The trust has recently announced results for the half year to end March 2016 (link via Investegate). Share price total return is 9.9% compared to 3.5% return for the FTSE All Share.

3 Yr Performance -v- FTSE All Share
(click to enlarge)

Commenting on his portfolio, manager Nick Train said :

I think it reasonable, if mildly embarrassing, to claim that I have only had three investment ideas for the Company in a decade and a half. And because those three strategic ideas make up the whole portfolio and remain critical for future performance I review them here.
“If a company’s products taste good: buy the shares”. For a long-term investor this simple proposition has proven remarkably successful. Owning shares in great tasting brands – IRN-BRU, Cadbury or, my own favourite, Marmite – has been a great way to get rich slowly. Diageo has been a dull share for several years now, understandably given an array of pesky and continuing setbacks. But surely over the next 20 years people will continue to enjoy Johnnie Walker, Captain Morgan, Baileys, Guinness and its many more iconic brands? That predictability – in a world shareholders will agree is highly unpredictable – is unusual and valuable.
“People will never be bored of being informed or entertained”. We like companies that own proprietary business information – the sort without which professionals cannot do their jobs – or beloved entertainment formats. For example scientists and lawyers around the world have little option but to subscribe to Relx’s services or risk being ill-informed. Similarly we’re fascinated by the reach of MailOnline, owned by Daily Mail of course. It is currently receiving 220 million global unique browsers every month and is one of the UK’s few world-leading Internet properties.

Income

The trust has declared a first interim dividend of 6.1p (2015 5.5p), an increase of 10.9%. This substantial increase is designed to reduce the disparity between the interim and final dividends. I have pencilled in an estimated final dividend of 6.6p for later in the year which would give a forward yield of 2.2%.

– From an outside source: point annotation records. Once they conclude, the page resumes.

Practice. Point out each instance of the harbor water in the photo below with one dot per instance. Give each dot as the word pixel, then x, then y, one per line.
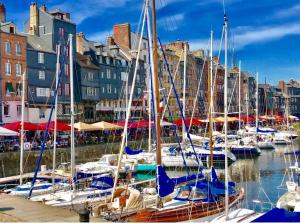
pixel 262 177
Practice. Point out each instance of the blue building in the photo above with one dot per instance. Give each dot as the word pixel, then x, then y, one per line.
pixel 45 30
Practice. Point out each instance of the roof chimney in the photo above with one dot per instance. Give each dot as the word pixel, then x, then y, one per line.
pixel 110 41
pixel 2 13
pixel 122 35
pixel 34 19
pixel 43 8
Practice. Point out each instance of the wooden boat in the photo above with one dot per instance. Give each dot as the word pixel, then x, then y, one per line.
pixel 186 211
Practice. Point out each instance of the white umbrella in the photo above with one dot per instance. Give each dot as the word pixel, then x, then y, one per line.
pixel 7 132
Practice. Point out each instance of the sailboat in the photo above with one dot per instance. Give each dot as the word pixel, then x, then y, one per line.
pixel 201 199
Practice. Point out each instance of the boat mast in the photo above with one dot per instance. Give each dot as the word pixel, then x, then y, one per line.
pixel 256 118
pixel 210 95
pixel 22 128
pixel 240 95
pixel 226 115
pixel 184 89
pixel 150 74
pixel 55 114
pixel 156 91
pixel 72 109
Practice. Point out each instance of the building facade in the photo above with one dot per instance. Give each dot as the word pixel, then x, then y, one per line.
pixel 12 68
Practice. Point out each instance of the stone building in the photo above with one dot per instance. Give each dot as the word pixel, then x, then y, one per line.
pixel 13 66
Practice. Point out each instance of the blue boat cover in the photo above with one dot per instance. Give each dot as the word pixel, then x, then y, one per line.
pixel 266 131
pixel 102 183
pixel 180 180
pixel 279 215
pixel 129 151
pixel 164 185
pixel 292 153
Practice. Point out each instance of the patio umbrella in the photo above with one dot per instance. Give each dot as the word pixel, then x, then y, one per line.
pixel 7 132
pixel 61 126
pixel 16 126
pixel 81 126
pixel 106 126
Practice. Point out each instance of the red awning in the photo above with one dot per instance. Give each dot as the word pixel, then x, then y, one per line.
pixel 195 121
pixel 16 126
pixel 249 119
pixel 140 124
pixel 61 127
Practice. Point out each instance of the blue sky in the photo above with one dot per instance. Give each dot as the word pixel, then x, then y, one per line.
pixel 265 34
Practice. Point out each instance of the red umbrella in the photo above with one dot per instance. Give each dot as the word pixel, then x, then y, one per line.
pixel 249 119
pixel 195 121
pixel 16 126
pixel 61 126
pixel 140 124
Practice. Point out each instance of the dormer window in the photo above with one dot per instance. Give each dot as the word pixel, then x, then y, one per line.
pixel 11 29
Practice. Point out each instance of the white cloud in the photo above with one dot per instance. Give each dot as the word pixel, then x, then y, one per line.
pixel 289 12
pixel 252 35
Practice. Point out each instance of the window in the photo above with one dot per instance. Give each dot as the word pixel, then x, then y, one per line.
pixel 7 47
pixel 18 49
pixel 90 76
pixel 59 90
pixel 108 73
pixel 42 75
pixel 67 89
pixel 8 68
pixel 19 89
pixel 109 88
pixel 42 92
pixel 18 69
pixel 19 110
pixel 41 113
pixel 61 32
pixel 41 57
pixel 67 70
pixel 90 91
pixel 6 110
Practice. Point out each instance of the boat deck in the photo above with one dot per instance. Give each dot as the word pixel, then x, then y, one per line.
pixel 45 174
pixel 16 209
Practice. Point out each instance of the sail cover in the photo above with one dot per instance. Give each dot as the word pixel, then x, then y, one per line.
pixel 102 183
pixel 279 215
pixel 164 185
pixel 129 151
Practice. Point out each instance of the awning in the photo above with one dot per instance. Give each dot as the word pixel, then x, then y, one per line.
pixel 81 126
pixel 105 126
pixel 188 121
pixel 61 127
pixel 7 132
pixel 16 126
pixel 10 88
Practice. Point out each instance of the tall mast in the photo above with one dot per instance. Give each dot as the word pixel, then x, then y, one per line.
pixel 150 73
pixel 22 128
pixel 72 108
pixel 226 115
pixel 256 118
pixel 156 86
pixel 184 90
pixel 210 98
pixel 240 95
pixel 55 114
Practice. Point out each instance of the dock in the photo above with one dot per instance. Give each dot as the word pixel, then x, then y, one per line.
pixel 18 209
pixel 44 174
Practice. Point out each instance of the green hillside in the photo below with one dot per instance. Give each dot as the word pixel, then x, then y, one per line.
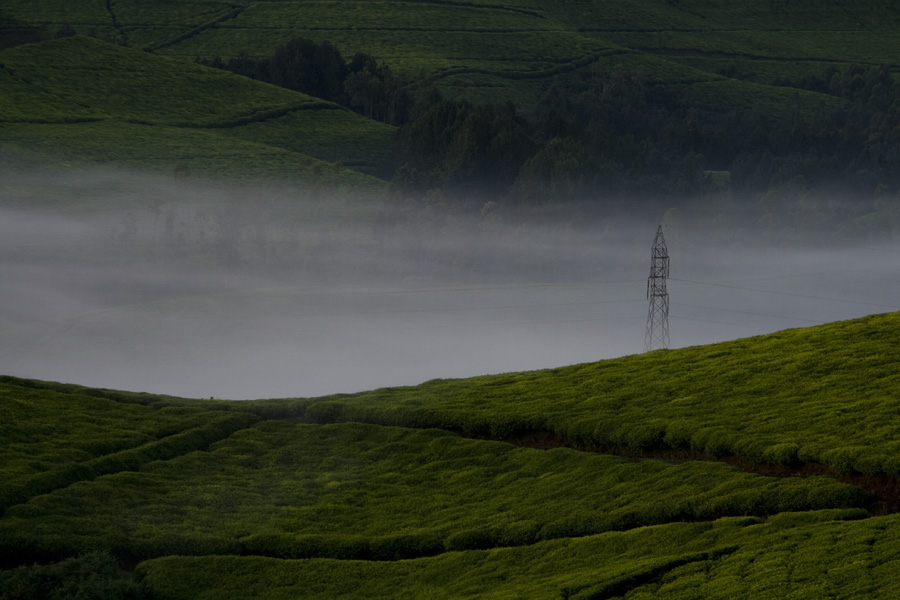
pixel 513 49
pixel 319 498
pixel 86 99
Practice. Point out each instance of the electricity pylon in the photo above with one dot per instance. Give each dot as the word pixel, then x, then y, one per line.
pixel 657 335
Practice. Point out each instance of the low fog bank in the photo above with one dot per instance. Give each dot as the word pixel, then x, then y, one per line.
pixel 148 284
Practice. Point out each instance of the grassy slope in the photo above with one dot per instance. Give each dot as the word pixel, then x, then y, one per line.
pixel 363 491
pixel 790 556
pixel 368 491
pixel 824 394
pixel 492 51
pixel 99 102
pixel 512 50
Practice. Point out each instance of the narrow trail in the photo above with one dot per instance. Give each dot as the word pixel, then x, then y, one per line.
pixel 884 491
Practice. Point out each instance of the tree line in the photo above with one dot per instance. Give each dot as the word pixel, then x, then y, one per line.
pixel 606 133
pixel 319 69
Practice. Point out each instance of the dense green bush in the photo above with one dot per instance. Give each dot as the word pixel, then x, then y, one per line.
pixel 91 576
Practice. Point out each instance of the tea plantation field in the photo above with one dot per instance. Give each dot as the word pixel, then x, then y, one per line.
pixel 86 100
pixel 712 56
pixel 378 495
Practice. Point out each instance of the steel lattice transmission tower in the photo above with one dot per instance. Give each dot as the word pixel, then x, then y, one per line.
pixel 657 335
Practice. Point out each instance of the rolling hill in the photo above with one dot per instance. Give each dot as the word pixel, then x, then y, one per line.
pixel 320 497
pixel 101 103
pixel 712 57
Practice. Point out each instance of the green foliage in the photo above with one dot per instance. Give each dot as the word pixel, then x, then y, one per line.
pixel 370 492
pixel 807 556
pixel 824 394
pixel 78 98
pixel 91 576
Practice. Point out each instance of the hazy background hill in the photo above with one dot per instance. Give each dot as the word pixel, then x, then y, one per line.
pixel 294 199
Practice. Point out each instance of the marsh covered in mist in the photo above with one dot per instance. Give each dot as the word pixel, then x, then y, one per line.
pixel 115 280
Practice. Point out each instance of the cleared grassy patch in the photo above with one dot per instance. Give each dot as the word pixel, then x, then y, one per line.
pixel 361 491
pixel 824 394
pixel 804 556
pixel 87 100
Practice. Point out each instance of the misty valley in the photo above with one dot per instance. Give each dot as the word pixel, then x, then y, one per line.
pixel 195 290
pixel 447 300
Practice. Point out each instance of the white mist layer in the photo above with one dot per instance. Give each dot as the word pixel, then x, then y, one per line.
pixel 182 290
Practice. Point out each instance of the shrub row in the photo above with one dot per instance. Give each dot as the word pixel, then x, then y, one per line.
pixel 219 426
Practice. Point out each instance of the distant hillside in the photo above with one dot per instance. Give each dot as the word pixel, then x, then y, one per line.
pixel 512 49
pixel 261 498
pixel 82 98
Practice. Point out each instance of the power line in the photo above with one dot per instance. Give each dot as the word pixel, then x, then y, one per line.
pixel 796 295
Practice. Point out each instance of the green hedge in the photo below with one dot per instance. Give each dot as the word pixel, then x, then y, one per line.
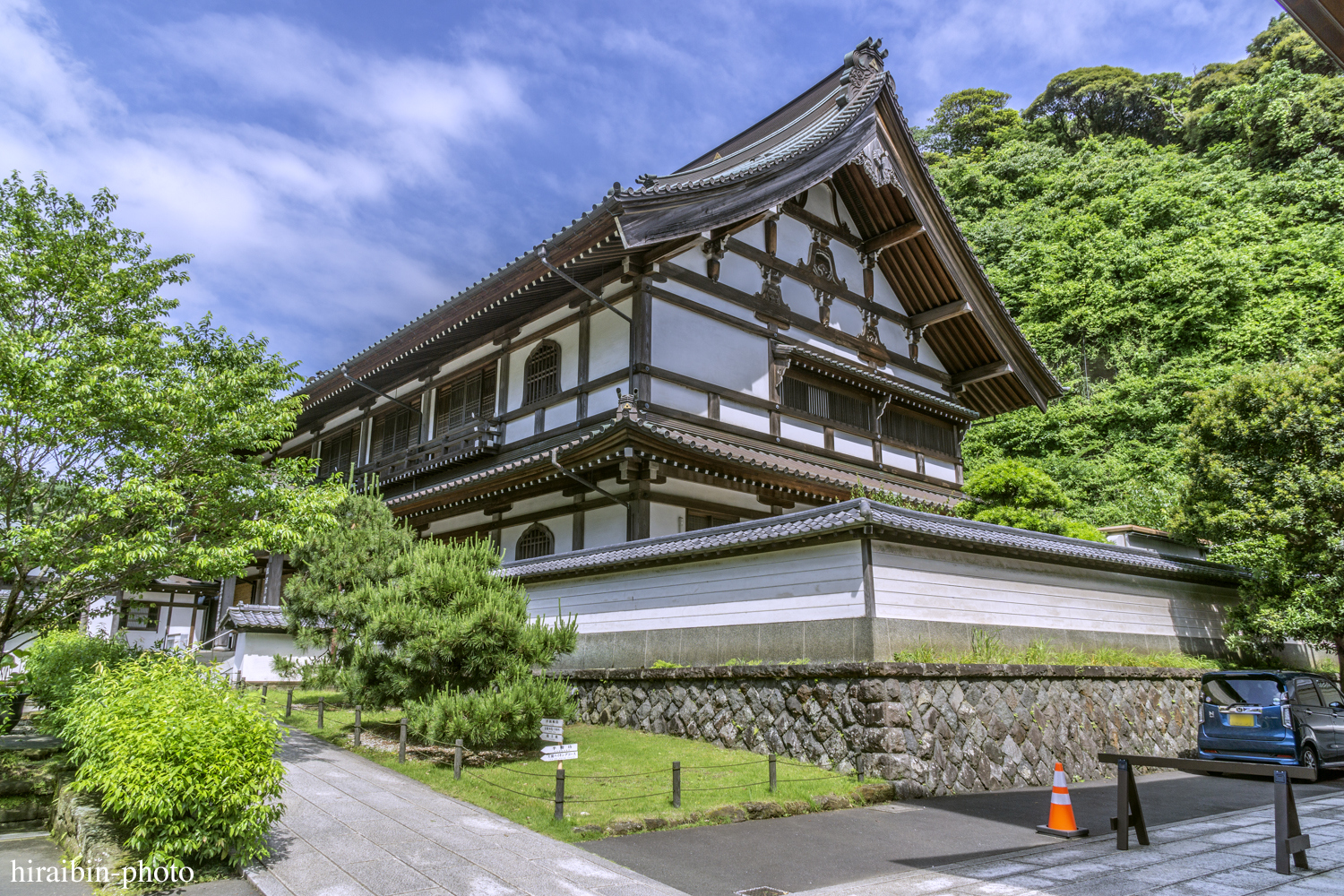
pixel 59 659
pixel 491 718
pixel 177 756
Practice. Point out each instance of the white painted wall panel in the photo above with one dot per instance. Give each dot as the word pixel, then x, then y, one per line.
pixel 854 445
pixel 679 397
pixel 941 469
pixel 795 237
pixel 710 351
pixel 823 582
pixel 803 432
pixel 744 416
pixel 714 301
pixel 609 341
pixel 666 519
pixel 898 458
pixel 943 586
pixel 562 414
pixel 739 273
pixel 605 525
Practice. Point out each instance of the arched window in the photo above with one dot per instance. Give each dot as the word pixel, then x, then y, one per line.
pixel 542 373
pixel 537 541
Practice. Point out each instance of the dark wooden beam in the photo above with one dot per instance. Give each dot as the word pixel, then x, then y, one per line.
pixel 892 237
pixel 941 314
pixel 978 374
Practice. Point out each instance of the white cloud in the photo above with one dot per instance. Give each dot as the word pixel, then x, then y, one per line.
pixel 293 225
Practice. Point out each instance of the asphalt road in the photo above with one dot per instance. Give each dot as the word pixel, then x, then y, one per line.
pixel 841 847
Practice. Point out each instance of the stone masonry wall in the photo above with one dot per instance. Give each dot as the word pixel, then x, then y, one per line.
pixel 930 729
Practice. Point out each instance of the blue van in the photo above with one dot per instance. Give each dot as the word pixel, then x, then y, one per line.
pixel 1285 718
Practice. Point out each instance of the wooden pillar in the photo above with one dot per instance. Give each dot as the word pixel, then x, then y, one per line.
pixel 642 339
pixel 585 336
pixel 637 513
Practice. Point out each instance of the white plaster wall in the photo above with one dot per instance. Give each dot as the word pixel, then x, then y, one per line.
pixel 898 458
pixel 739 273
pixel 562 414
pixel 801 432
pixel 854 445
pixel 795 237
pixel 940 469
pixel 609 341
pixel 712 493
pixel 710 351
pixel 677 288
pixel 823 582
pixel 744 416
pixel 454 522
pixel 605 525
pixel 945 586
pixel 666 519
pixel 679 397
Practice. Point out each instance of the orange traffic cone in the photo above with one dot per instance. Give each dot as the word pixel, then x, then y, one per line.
pixel 1061 809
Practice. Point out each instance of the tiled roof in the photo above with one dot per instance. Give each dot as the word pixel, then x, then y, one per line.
pixel 879 381
pixel 951 532
pixel 836 474
pixel 255 616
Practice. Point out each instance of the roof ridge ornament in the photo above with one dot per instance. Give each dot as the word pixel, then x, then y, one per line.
pixel 862 65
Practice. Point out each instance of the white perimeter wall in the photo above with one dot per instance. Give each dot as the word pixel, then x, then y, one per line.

I have been leaning more towards passive index funds over the past year or so, however Train is possibly one of a handful of managers worth paying a little extra to look after a modest portion ~3.5% of my investments. Of course, such a concentrated strategy is not without risk. Around two thirds of the trust's portfolio is focused on consumer-related shares and whilst these have out performed in recent times, there is always the prospect of reversion to mean at some point in the cycle.

For the time being however, I am happy to remain a holder, particularly having recently sold my individual shares in Unilever.

As always, be sure to DYOR if thinking of acquiring the trust for your own portfolio.

Friday, 6 May 2016

Vanguard Asia Pacific ETF - Yr 1 Review

I am just back from a very relaxing holiday in Snowdonia National Park, certainly a good area to get away from it all. No wi-fi, no internet, no newspapers and no market info - a week of walking (weather permitting), eating and doing not very much at all, just what the doctor ordered. We rented a very comfortable cottage on a small working farm in Llanfair near Harlech - thanks again to Helen for her warm welcome, delicious sponge cake and providing everything needed for a great holiday - sadly all too short but I hope to return to explore the very imposing surroundings a little more later in the year.

sunset over Hengaeau

Batteries recharged and on with the blog!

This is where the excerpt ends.